Il dit: le retentissement de la voix de l'esprit a comme ébranlé tous mes
os, et je me suis levé, comme si Dieu passait dans le tonnerre au-dessus
de ma tête, et j'ai été saisi de surprise et de joie!
Que de ce lieu n'approche nul profane, nul chrétien même s'il ne sent
pas en lui le souffle prophétique! Loin de moi, enfants de la poussière:
Pensées couronnées qui trompez mille fous sans couronne, loin de moi:
faites place à la vertu, noble, divine, à la meilleure amie des mortels!

Heures saintes, enveloppez des ombres de la nuit ma demeure
silencieuse; qu'elle soit impénétrable pour tous les hommes; et si mes

amis les plus chers s'en approchaient, faites-leur signe doucement de
s'éloigner.
Seulement, si Schmied, le favori des muses de Sion, vient pour me voir,
qu'il entre... Mais, ô Schmied, ne m'entretiens que du jugement dernier,
ou de ton auguste soeur.
Elle est digne de nous comprendre et de nous juger: que tout ce qui
dans nos chants n'a pas ému son coeur ne soit plus... que ce qui l'a ému
vive éternel!
Cela seul est digne d'attendrir les coeurs des chrétiens, de fixer
l'attention des anges qui viennent parfois visiter la terre.
À SCHMIED,
ODE ÉCRITE PENDANT UNE MALADIE
DANGEREUSE
Mon ami Schmied, je vais mourir; je vais rejoindre ces âmes sublimes,
Pope, Adissons, le chantre d'Adam, réuni à celui qu'il a
célébré, et
couronné par ma mère des hommes.
Je vais revoir notre chère Radikin, qui fut pieuse dans ses chants
comme dans son coeur, et mon frère, dont la mort prématurée fit couler
mes premières larmes et nous apprit qu'il y avait des douleurs sur terre.
Je m'approcherai du cercle des saints anges, de ce choeur céleste où
retentit sans fin l'Hosanna, l'Hosanna!
Oh! bienfaisant espoir! comme il me saisit, comme il agite violemment
mon coeur dans ma poitrine!... Ami, mets-y ta main... j'ai
vécu... et
j'ai vécu, je ne le regrette point, pour toi, pour ceux qui nous sont chers,
pour celui qui va me juger.
Oh! j'entends déjà la voix du Dieu juste, le son de sa redoutable
balance... si mes bonnes actions pouvaient l'emporter sur mes fautes!
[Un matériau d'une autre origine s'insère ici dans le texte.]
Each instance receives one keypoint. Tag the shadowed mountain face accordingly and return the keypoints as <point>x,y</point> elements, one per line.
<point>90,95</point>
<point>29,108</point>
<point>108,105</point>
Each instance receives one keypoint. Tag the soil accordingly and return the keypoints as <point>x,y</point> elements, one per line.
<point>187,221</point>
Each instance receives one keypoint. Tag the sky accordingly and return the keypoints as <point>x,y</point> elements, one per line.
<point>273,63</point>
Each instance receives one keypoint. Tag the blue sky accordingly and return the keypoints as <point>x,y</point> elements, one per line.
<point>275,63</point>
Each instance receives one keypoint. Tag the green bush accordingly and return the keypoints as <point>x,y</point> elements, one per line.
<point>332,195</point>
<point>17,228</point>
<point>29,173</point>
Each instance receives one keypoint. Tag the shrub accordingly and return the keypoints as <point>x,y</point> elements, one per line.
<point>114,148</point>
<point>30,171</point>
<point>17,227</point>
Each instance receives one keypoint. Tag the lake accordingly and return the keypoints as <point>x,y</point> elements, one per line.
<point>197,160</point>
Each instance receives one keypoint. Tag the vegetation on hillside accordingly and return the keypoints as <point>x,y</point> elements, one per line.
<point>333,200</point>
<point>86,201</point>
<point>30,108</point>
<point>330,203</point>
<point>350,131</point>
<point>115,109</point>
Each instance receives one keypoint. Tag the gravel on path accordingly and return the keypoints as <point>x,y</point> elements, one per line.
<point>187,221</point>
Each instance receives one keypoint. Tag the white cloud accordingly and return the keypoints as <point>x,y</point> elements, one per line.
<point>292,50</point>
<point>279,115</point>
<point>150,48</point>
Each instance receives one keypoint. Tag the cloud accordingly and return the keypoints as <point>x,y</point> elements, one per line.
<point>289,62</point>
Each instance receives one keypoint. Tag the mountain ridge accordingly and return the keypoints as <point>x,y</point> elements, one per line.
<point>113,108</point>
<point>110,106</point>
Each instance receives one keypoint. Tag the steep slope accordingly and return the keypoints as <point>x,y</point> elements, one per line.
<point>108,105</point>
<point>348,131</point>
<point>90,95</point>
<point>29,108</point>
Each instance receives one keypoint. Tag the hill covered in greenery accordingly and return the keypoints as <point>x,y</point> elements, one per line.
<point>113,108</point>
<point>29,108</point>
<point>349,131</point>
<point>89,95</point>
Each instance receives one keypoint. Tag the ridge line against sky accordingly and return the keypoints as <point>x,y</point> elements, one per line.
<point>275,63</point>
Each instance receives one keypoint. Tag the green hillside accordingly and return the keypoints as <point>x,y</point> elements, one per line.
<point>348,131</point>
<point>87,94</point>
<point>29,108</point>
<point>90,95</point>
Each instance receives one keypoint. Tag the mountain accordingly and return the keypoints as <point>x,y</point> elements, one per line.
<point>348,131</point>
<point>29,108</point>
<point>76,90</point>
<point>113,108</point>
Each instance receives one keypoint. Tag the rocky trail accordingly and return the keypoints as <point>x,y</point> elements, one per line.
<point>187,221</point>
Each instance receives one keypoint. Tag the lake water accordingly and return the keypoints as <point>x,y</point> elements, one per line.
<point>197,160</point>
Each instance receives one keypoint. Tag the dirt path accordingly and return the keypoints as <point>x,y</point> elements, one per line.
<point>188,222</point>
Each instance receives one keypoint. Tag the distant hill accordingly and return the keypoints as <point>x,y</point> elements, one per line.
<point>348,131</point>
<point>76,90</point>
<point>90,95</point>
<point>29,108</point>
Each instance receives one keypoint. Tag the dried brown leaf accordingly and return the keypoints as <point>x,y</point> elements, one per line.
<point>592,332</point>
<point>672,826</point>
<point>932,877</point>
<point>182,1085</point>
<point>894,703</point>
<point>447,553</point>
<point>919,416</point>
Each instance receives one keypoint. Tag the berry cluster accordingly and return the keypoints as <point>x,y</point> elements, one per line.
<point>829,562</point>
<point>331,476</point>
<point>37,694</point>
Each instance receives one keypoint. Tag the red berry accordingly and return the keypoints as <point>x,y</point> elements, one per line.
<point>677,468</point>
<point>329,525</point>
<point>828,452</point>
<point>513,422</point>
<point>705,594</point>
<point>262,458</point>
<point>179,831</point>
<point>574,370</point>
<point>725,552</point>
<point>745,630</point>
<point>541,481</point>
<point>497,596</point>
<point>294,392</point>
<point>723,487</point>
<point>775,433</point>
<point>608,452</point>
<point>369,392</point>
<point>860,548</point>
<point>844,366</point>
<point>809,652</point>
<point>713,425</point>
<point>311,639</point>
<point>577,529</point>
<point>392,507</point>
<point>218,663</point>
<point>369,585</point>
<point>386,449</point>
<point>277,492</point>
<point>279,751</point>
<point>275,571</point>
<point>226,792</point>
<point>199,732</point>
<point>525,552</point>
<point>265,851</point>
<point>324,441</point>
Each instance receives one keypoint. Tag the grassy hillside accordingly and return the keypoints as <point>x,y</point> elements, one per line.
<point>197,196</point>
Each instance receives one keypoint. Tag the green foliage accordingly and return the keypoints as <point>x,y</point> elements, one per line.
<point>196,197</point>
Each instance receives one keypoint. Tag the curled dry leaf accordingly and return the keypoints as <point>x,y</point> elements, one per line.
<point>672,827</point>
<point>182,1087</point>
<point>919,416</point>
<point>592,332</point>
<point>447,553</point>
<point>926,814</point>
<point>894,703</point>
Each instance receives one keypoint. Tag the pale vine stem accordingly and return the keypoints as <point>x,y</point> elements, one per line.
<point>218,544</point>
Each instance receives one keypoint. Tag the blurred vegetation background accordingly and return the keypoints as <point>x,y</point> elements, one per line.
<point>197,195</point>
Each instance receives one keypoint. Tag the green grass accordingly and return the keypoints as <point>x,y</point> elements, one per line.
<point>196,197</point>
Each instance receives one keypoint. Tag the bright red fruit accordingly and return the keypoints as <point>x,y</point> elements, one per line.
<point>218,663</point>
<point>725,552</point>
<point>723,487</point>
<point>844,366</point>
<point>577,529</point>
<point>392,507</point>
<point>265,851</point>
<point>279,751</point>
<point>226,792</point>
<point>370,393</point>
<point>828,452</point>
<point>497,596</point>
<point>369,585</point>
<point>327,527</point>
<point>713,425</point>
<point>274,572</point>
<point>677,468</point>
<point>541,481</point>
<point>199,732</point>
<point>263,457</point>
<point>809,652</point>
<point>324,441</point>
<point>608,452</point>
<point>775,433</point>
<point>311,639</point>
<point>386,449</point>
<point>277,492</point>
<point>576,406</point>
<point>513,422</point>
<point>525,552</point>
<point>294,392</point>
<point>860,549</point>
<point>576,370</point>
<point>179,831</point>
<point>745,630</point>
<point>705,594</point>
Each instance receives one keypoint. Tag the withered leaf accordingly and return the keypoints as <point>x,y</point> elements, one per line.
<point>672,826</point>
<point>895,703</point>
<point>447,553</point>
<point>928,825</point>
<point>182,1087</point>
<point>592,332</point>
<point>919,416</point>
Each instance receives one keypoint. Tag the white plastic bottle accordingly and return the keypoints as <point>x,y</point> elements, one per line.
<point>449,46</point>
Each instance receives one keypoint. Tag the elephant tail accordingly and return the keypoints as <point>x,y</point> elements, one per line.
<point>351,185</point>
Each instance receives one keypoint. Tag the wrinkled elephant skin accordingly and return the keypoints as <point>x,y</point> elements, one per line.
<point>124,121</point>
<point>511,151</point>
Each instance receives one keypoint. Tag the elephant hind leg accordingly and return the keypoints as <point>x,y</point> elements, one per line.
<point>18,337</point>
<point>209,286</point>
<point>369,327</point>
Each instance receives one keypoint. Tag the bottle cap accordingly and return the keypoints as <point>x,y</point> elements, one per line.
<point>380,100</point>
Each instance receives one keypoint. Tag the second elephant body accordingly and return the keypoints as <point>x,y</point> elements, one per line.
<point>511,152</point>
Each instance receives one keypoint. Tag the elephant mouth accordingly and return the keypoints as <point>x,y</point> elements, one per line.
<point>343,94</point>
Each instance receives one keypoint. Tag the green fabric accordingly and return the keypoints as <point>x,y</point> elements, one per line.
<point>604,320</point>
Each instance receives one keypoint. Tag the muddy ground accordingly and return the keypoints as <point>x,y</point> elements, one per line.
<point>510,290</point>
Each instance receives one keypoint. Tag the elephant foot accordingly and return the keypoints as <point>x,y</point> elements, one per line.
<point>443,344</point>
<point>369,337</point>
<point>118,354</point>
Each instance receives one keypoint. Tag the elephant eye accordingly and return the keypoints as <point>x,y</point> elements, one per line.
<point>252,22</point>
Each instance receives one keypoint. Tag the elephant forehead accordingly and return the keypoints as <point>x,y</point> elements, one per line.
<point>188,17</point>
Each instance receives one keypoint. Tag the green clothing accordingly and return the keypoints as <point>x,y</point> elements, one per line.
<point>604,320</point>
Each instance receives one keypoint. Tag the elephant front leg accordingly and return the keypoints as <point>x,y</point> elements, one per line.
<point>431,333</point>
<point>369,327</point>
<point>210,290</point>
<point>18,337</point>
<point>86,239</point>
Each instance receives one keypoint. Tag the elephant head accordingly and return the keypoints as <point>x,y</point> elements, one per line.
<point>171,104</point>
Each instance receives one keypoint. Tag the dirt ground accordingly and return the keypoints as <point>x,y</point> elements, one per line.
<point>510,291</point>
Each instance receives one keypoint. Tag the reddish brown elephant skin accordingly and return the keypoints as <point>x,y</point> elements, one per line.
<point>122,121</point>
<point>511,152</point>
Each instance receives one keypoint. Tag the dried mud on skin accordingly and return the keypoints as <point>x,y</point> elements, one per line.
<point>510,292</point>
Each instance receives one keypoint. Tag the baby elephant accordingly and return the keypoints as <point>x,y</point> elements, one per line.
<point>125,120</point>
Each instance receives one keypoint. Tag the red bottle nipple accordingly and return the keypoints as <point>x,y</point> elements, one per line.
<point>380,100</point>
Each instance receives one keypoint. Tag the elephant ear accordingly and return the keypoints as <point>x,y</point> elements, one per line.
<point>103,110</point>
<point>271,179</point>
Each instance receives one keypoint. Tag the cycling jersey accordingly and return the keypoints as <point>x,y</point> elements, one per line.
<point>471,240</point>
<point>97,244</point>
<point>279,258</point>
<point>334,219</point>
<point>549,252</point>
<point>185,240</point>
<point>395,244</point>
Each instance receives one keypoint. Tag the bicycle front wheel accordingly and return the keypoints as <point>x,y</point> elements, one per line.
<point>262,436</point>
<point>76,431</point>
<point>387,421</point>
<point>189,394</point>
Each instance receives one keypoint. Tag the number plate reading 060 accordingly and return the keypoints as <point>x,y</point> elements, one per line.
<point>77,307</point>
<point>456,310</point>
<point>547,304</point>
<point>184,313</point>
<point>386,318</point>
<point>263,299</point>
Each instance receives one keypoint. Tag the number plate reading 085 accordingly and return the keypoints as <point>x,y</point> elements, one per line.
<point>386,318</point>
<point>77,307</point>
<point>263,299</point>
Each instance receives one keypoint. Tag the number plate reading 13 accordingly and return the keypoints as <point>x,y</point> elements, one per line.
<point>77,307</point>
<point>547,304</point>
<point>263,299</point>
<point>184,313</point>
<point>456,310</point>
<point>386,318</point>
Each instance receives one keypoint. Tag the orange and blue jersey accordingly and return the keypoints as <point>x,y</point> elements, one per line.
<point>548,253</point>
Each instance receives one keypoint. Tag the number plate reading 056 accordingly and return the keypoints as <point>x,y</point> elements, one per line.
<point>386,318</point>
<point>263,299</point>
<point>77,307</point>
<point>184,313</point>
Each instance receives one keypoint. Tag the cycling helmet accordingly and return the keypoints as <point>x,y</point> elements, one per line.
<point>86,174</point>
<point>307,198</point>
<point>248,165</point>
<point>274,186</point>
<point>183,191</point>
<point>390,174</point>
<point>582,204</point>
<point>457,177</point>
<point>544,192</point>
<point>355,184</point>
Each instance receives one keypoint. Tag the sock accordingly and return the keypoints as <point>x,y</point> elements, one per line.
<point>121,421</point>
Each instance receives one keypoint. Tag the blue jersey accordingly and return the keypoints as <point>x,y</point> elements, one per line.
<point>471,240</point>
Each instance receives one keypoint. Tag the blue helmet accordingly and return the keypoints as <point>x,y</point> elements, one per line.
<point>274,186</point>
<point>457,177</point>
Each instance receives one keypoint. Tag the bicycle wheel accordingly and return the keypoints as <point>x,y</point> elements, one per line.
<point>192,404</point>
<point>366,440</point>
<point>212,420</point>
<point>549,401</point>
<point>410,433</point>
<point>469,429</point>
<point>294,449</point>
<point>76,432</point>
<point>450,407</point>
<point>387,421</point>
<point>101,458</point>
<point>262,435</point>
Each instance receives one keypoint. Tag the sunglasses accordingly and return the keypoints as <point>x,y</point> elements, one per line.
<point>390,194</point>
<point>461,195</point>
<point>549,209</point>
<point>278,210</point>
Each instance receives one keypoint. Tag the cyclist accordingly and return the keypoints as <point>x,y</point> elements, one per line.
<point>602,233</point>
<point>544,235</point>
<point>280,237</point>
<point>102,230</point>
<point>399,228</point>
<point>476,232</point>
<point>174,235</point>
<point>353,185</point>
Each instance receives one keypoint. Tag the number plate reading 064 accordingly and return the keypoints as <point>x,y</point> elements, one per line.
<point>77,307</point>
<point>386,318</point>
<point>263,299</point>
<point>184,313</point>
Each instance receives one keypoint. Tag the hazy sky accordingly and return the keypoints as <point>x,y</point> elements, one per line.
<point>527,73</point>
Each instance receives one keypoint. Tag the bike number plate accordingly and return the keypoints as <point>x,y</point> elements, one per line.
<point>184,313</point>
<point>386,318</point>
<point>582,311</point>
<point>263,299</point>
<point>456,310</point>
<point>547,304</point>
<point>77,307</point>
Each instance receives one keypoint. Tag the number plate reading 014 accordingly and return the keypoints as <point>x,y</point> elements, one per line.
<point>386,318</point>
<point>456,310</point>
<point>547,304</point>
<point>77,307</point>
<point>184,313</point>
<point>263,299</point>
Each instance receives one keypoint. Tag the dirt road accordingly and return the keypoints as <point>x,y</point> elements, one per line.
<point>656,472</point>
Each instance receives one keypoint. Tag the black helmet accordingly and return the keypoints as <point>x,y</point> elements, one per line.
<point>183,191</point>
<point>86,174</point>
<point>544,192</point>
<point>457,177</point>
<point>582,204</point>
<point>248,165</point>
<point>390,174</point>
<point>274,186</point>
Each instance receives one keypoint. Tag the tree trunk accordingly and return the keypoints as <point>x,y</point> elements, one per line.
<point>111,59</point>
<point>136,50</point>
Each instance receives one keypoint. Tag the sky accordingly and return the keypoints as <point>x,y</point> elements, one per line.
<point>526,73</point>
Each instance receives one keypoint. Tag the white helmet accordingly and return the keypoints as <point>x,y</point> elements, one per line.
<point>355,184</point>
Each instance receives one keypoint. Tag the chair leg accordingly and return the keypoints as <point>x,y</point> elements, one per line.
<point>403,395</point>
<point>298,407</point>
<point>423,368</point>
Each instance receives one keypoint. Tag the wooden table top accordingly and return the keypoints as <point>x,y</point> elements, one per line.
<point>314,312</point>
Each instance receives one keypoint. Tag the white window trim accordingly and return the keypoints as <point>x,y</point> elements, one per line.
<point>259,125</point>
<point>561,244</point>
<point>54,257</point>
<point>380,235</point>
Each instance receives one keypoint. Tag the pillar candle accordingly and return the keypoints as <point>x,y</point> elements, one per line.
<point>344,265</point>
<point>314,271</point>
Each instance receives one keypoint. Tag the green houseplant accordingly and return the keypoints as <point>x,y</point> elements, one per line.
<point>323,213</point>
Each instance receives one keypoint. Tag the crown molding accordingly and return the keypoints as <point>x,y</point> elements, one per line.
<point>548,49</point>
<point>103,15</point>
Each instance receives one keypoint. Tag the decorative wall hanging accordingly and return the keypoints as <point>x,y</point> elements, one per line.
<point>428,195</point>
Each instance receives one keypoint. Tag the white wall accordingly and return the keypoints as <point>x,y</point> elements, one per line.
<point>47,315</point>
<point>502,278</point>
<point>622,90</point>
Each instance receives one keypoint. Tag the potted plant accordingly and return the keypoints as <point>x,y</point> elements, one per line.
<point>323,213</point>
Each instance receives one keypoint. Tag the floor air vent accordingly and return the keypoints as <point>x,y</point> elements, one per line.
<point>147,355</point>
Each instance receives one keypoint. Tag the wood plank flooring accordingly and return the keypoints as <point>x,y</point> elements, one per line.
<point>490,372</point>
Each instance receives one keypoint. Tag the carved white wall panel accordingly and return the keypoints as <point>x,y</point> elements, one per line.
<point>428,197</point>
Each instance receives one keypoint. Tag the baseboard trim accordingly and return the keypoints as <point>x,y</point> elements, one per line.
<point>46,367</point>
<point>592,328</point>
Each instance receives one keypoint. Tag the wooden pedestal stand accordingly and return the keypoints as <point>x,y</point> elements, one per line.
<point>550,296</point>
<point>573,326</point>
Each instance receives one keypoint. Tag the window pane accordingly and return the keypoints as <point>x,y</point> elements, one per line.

Il y a pourtant une noble pensée en qui je me confie davantage. J'ai
chanté le Messie, et j'espère trouver pour moi, devant le trône de Dieu,
une coupe d'or toute pleine de larmes chrétiennes!
Ah! le beau temps de mes travaux poétiques! les beaux jours que j'ai
passés près de toi! Les premiers, inépuisables de joie, de paix et de
liberté; les derniers, empreints d'une mélancolie qui eut bien aussi ses
charmes.
Mais dans tous les temps je t'ai chéri plus que ma voix, que mon regard
ne peuvent te l'exprimer... Sèche tes pleurs: laisse-moi mon courage;
sois un homme, et reste dans le monde pour aimer nos amis.
Reste pour entretenir ta soeur, après ma mort, du tendre amour qui eût
fait mon bonheur ici bas, si mes voeux eussent pu s'accomplir.
Ne l'attriste pas cependant du récit de ces peines inconsolées qui ont
troublé mes derniers jours, et qui les ont fait écouler comme un nuage
obscur et rapide.
Ne lui dis point combien j'ai pleuré dans ton sein... et grâces te soient
rendues d'avoir eu pitié de ma tristesse et d'avoir gémi de mes chagrins!